The name of the case is Chamber of Commerce of the United States v. Whiting. It began in 2007 when a group of Arizona businesses challenged a state law that requires E-Verify participation, and that revokes the business license of any employer who hires unauthorized workers. Michael B. Whiting is the Apache (AZ) County Attorney named as the defendant in this action.

The Arizona statute was written very cleverly. It won at every level from the district court up to the Supreme Court. Although federal law expressly prohibits states from regulating employment eligibility verification, there is an exception where states can make immigration compliance a condition to receiving a business license. The Chamber argued (and we agree) that the licensing exception just means businesses have to comply with federal immigration law, and that it does not give states the right to enact additional requirements, but the Chamber failed to convince five of the justices that. Moreover, federal law expressly prohibits mandating E-Verify, and the Court addressed that issue by simply finding that the law only prohibits federal, not state, mandate.

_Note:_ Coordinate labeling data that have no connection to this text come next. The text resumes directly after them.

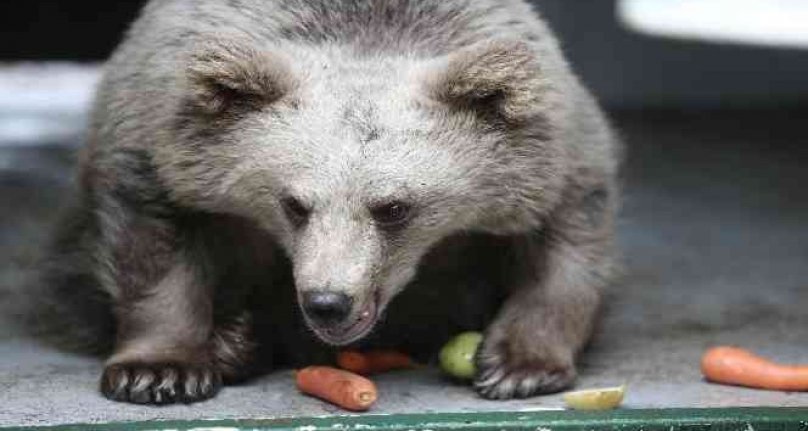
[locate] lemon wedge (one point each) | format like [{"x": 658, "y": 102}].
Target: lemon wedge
[{"x": 595, "y": 399}]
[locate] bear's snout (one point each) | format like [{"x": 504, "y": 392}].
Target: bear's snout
[{"x": 327, "y": 308}]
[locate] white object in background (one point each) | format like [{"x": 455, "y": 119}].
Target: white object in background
[
  {"x": 45, "y": 103},
  {"x": 776, "y": 23}
]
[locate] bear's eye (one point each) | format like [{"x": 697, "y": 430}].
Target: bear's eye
[
  {"x": 297, "y": 212},
  {"x": 392, "y": 214}
]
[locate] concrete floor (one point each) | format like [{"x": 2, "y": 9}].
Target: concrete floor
[{"x": 714, "y": 232}]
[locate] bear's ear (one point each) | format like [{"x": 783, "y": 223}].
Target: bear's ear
[
  {"x": 500, "y": 78},
  {"x": 226, "y": 73}
]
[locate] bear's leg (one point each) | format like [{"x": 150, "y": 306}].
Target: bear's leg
[
  {"x": 531, "y": 346},
  {"x": 167, "y": 348}
]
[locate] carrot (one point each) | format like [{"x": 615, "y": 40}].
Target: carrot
[
  {"x": 372, "y": 362},
  {"x": 343, "y": 388},
  {"x": 735, "y": 366}
]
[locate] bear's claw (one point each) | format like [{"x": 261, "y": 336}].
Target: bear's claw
[{"x": 160, "y": 383}]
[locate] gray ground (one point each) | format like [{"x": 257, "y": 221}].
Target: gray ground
[{"x": 716, "y": 245}]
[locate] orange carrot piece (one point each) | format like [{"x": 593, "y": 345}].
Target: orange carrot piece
[
  {"x": 735, "y": 366},
  {"x": 342, "y": 388},
  {"x": 372, "y": 362}
]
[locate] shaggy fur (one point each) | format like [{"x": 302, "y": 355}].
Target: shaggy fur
[{"x": 435, "y": 161}]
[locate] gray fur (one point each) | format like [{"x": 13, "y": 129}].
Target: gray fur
[{"x": 245, "y": 150}]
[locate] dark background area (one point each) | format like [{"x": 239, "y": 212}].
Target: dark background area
[{"x": 625, "y": 69}]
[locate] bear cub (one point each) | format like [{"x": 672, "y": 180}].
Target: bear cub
[{"x": 266, "y": 180}]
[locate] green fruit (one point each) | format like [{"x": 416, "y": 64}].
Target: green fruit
[{"x": 457, "y": 356}]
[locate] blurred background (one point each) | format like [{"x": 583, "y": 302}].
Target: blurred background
[
  {"x": 632, "y": 53},
  {"x": 710, "y": 96}
]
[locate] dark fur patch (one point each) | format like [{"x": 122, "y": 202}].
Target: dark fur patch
[
  {"x": 230, "y": 75},
  {"x": 499, "y": 80}
]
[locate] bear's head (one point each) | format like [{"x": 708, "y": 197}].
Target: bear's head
[{"x": 358, "y": 164}]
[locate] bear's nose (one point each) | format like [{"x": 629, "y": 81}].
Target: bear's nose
[{"x": 327, "y": 308}]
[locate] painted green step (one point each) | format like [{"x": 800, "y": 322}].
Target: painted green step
[{"x": 740, "y": 419}]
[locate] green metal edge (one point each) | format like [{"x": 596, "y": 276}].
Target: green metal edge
[{"x": 735, "y": 419}]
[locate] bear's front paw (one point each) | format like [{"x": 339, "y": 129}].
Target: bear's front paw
[
  {"x": 508, "y": 368},
  {"x": 160, "y": 383}
]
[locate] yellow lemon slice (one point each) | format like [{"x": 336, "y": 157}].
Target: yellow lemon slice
[{"x": 595, "y": 399}]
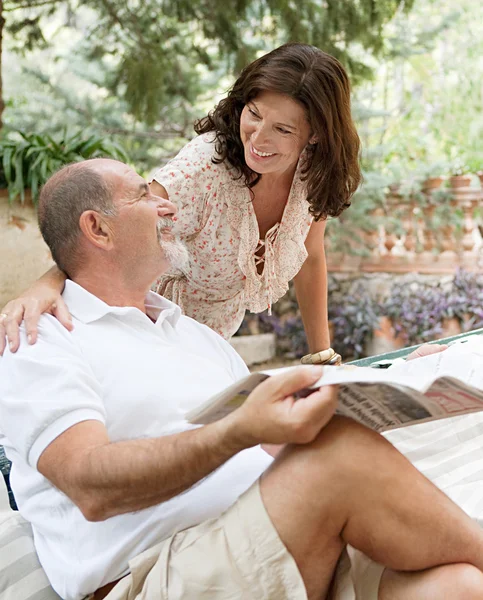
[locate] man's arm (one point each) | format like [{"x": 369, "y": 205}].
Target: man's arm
[{"x": 105, "y": 479}]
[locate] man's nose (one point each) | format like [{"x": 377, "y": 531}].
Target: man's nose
[{"x": 166, "y": 208}]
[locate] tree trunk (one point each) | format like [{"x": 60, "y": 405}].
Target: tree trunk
[{"x": 2, "y": 103}]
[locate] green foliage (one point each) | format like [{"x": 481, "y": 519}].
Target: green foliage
[{"x": 29, "y": 159}]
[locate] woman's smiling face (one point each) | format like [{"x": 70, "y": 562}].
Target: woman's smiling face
[{"x": 274, "y": 131}]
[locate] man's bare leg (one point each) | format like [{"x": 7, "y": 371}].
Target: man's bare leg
[{"x": 350, "y": 486}]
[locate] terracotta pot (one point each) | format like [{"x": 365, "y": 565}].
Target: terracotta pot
[
  {"x": 432, "y": 183},
  {"x": 458, "y": 181}
]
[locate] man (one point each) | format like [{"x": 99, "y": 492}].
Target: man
[{"x": 118, "y": 486}]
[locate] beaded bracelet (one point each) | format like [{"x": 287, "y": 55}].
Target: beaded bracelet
[{"x": 324, "y": 357}]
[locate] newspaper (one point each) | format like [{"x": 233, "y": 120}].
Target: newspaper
[{"x": 441, "y": 385}]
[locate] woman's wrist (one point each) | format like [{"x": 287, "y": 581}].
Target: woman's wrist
[{"x": 324, "y": 357}]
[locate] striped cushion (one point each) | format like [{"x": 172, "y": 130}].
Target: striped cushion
[{"x": 21, "y": 576}]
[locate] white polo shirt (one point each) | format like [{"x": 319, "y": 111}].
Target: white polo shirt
[{"x": 138, "y": 378}]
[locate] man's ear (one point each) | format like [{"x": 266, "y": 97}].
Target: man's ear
[{"x": 96, "y": 229}]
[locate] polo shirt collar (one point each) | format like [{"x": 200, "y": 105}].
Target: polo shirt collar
[{"x": 86, "y": 307}]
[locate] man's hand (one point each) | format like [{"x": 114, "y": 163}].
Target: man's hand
[{"x": 271, "y": 414}]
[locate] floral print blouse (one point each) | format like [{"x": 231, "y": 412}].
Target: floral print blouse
[{"x": 217, "y": 222}]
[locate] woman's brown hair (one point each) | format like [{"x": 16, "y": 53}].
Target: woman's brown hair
[{"x": 320, "y": 84}]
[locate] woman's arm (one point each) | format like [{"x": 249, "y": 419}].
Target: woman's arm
[
  {"x": 311, "y": 290},
  {"x": 44, "y": 296}
]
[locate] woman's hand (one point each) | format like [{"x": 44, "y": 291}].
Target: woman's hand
[{"x": 43, "y": 297}]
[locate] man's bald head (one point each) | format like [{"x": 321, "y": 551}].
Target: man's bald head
[{"x": 88, "y": 185}]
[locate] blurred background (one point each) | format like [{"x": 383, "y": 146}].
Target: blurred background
[{"x": 127, "y": 78}]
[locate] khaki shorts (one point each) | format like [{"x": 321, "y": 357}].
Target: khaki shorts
[{"x": 237, "y": 556}]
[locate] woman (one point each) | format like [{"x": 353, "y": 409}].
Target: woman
[{"x": 274, "y": 159}]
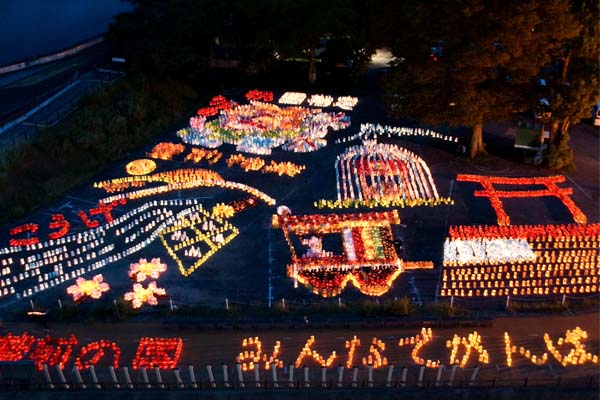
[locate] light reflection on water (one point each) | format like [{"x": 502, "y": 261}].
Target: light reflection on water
[{"x": 33, "y": 27}]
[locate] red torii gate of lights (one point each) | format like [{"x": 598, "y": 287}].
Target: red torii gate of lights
[{"x": 496, "y": 196}]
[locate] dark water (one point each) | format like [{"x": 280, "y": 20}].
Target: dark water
[{"x": 33, "y": 27}]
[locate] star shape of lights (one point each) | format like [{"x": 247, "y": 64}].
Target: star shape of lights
[
  {"x": 143, "y": 269},
  {"x": 83, "y": 288}
]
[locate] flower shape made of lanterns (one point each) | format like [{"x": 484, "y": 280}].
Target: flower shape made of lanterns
[
  {"x": 88, "y": 288},
  {"x": 140, "y": 167},
  {"x": 166, "y": 151},
  {"x": 141, "y": 295},
  {"x": 144, "y": 269}
]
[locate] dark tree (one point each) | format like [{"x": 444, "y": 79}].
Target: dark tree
[{"x": 463, "y": 62}]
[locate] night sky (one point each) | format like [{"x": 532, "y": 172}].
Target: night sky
[{"x": 33, "y": 27}]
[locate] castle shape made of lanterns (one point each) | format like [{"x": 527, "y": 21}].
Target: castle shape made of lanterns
[{"x": 369, "y": 258}]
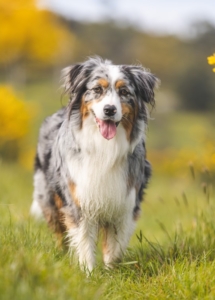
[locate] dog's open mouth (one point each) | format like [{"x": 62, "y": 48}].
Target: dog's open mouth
[{"x": 107, "y": 128}]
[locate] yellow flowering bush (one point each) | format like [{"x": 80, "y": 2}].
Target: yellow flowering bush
[
  {"x": 14, "y": 121},
  {"x": 211, "y": 61}
]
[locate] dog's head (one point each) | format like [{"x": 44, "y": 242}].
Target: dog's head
[{"x": 109, "y": 95}]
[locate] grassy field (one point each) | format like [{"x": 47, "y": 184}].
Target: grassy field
[{"x": 170, "y": 256}]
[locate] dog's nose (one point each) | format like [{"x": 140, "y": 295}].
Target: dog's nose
[{"x": 109, "y": 110}]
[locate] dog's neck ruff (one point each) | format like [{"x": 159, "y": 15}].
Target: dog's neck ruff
[{"x": 99, "y": 173}]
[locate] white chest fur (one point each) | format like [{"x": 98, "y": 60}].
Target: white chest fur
[{"x": 100, "y": 175}]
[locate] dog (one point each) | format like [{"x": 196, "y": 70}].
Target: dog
[{"x": 90, "y": 167}]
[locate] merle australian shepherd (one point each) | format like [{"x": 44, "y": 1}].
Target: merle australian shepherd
[{"x": 91, "y": 167}]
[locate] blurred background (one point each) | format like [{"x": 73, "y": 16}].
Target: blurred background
[{"x": 171, "y": 38}]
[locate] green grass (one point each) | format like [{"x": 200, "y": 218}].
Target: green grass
[{"x": 171, "y": 255}]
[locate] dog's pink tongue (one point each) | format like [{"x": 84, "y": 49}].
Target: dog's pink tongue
[{"x": 107, "y": 129}]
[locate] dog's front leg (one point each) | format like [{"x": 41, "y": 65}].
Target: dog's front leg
[
  {"x": 82, "y": 241},
  {"x": 116, "y": 239}
]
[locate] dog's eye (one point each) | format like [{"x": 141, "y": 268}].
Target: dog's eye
[
  {"x": 97, "y": 90},
  {"x": 123, "y": 92}
]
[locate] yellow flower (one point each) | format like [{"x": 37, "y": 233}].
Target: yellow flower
[
  {"x": 211, "y": 60},
  {"x": 14, "y": 115}
]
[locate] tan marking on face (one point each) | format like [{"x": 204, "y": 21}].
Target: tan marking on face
[
  {"x": 72, "y": 189},
  {"x": 103, "y": 82},
  {"x": 128, "y": 119},
  {"x": 119, "y": 84}
]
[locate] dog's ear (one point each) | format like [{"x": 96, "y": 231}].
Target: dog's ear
[
  {"x": 144, "y": 82},
  {"x": 71, "y": 77}
]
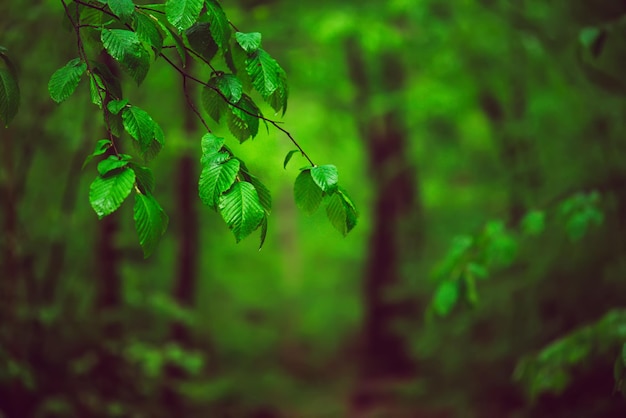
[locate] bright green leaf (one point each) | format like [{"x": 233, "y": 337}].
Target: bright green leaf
[
  {"x": 123, "y": 9},
  {"x": 241, "y": 209},
  {"x": 326, "y": 177},
  {"x": 183, "y": 13},
  {"x": 445, "y": 297},
  {"x": 106, "y": 194},
  {"x": 219, "y": 25},
  {"x": 307, "y": 193},
  {"x": 101, "y": 147},
  {"x": 65, "y": 80},
  {"x": 110, "y": 164},
  {"x": 150, "y": 222},
  {"x": 215, "y": 179}
]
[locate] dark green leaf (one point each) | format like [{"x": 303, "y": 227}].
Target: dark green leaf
[
  {"x": 65, "y": 80},
  {"x": 110, "y": 164},
  {"x": 101, "y": 147},
  {"x": 241, "y": 209},
  {"x": 264, "y": 72},
  {"x": 201, "y": 41},
  {"x": 9, "y": 90},
  {"x": 183, "y": 13},
  {"x": 144, "y": 178},
  {"x": 215, "y": 179},
  {"x": 150, "y": 222},
  {"x": 123, "y": 9},
  {"x": 115, "y": 106},
  {"x": 326, "y": 177},
  {"x": 220, "y": 28},
  {"x": 106, "y": 194},
  {"x": 250, "y": 42},
  {"x": 139, "y": 125},
  {"x": 288, "y": 157},
  {"x": 445, "y": 297},
  {"x": 307, "y": 193},
  {"x": 147, "y": 29}
]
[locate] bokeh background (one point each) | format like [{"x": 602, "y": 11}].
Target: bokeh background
[{"x": 484, "y": 145}]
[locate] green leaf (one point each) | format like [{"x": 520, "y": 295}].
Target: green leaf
[
  {"x": 115, "y": 106},
  {"x": 123, "y": 9},
  {"x": 241, "y": 209},
  {"x": 65, "y": 80},
  {"x": 183, "y": 13},
  {"x": 9, "y": 91},
  {"x": 126, "y": 48},
  {"x": 97, "y": 89},
  {"x": 341, "y": 213},
  {"x": 180, "y": 46},
  {"x": 110, "y": 164},
  {"x": 147, "y": 30},
  {"x": 211, "y": 144},
  {"x": 101, "y": 147},
  {"x": 220, "y": 28},
  {"x": 201, "y": 41},
  {"x": 106, "y": 194},
  {"x": 288, "y": 157},
  {"x": 264, "y": 72},
  {"x": 215, "y": 179},
  {"x": 230, "y": 86},
  {"x": 144, "y": 178},
  {"x": 307, "y": 193},
  {"x": 212, "y": 102},
  {"x": 139, "y": 125},
  {"x": 250, "y": 42},
  {"x": 326, "y": 177},
  {"x": 242, "y": 122},
  {"x": 150, "y": 222},
  {"x": 445, "y": 298}
]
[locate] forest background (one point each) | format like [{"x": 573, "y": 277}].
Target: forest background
[{"x": 483, "y": 145}]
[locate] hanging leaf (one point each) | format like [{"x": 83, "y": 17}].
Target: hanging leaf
[
  {"x": 250, "y": 42},
  {"x": 288, "y": 157},
  {"x": 215, "y": 179},
  {"x": 139, "y": 125},
  {"x": 307, "y": 193},
  {"x": 115, "y": 106},
  {"x": 220, "y": 28},
  {"x": 201, "y": 41},
  {"x": 64, "y": 81},
  {"x": 183, "y": 13},
  {"x": 264, "y": 72},
  {"x": 148, "y": 31},
  {"x": 110, "y": 164},
  {"x": 326, "y": 177},
  {"x": 106, "y": 194},
  {"x": 150, "y": 222},
  {"x": 144, "y": 178},
  {"x": 241, "y": 209},
  {"x": 341, "y": 212},
  {"x": 123, "y": 9},
  {"x": 9, "y": 90},
  {"x": 126, "y": 48},
  {"x": 101, "y": 147}
]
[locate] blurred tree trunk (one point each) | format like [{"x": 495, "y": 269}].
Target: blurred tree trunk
[{"x": 396, "y": 211}]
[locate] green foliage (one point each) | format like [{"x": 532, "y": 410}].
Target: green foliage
[
  {"x": 107, "y": 193},
  {"x": 9, "y": 89},
  {"x": 551, "y": 369},
  {"x": 150, "y": 221},
  {"x": 64, "y": 81},
  {"x": 132, "y": 35}
]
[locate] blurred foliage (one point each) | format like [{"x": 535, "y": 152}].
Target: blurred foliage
[{"x": 510, "y": 261}]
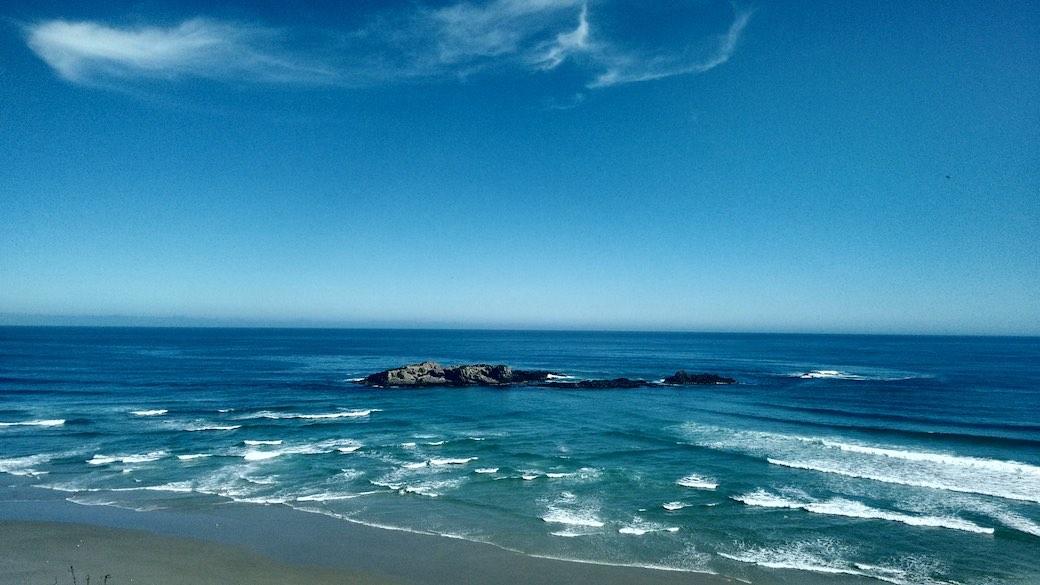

With the Supreme Court ruling, the legality of Arizona’s verification requirements is settled. Although the ruling does not necessarily give carte blanche to states to regulate immigration compliance however they want to, it undoubtedly provides strong legal basis and even stronger political cover for similar laws across the nation. Presently, more than half of all the states have some type of eligibility verification requirements, and the trend is growing. In the aftermath of Chamber of Commerce v. Whiting, we simply have to expect more states joining the ranks of Arizona and others already with verification laws on the books, and we may even see the state with existing verification requirements using the decision as political leverage to enact even harsher laws with an election coming up.

As such, what is not settled is how employers that do business in multiple states will have to manage a compliance program that satisfies all the different rules. Colorado, for example, has separate paperwork requirements in addition to the I-9. South Carolina has its own process, too, mandating that employers use E-Verify. If they don’t, then newly hired employees must have a valid South Carolina license or a license from another state with equally stringent anti-fraud measures. The result is that South Carolina would deny employment in its state even though a worker is employment-authorized under federal immigration law. The most glaring example of federal-state conflict was Florida, where, until this week, the governor’s executive order actually had required state contractors to use E-Verify on current employees, a practice prohibited by federal law unless the employer is a qualified federal contractor. Fortunately, after the business community voiced grave concerns about the “Catch-22” for several months, the governor reconciled that federal-state conflict. In addition, a myriad of unanswered questions, such as whether a state law reaches employees outside of the states’ boundaries, continue to confuse employers.

Employers need to do two things – First, understand that state requirements are here to stay, at least for awhile. Work with your in-house or outside immigration counsel to make sure that your compliance program addresses various state as well as federal requirements. Second, recognizing that the Supreme Court’s decision is based on “statutory construction” – meaning the justices interpreted Arizona’s law to be within the bounds of federal statute and therefore not preempted – employers should advocate stronger preemption language in federal law by voicing their concerns to members of Congress.

The Supreme Court has opened the floodgate to even more state action. We have to convince the Congress of the United States to restore some sanity to the process with stronger and clearer preemption law. At the same time, we must be prepared to comply with various and inconsistent requirements in multiple jurisdictions.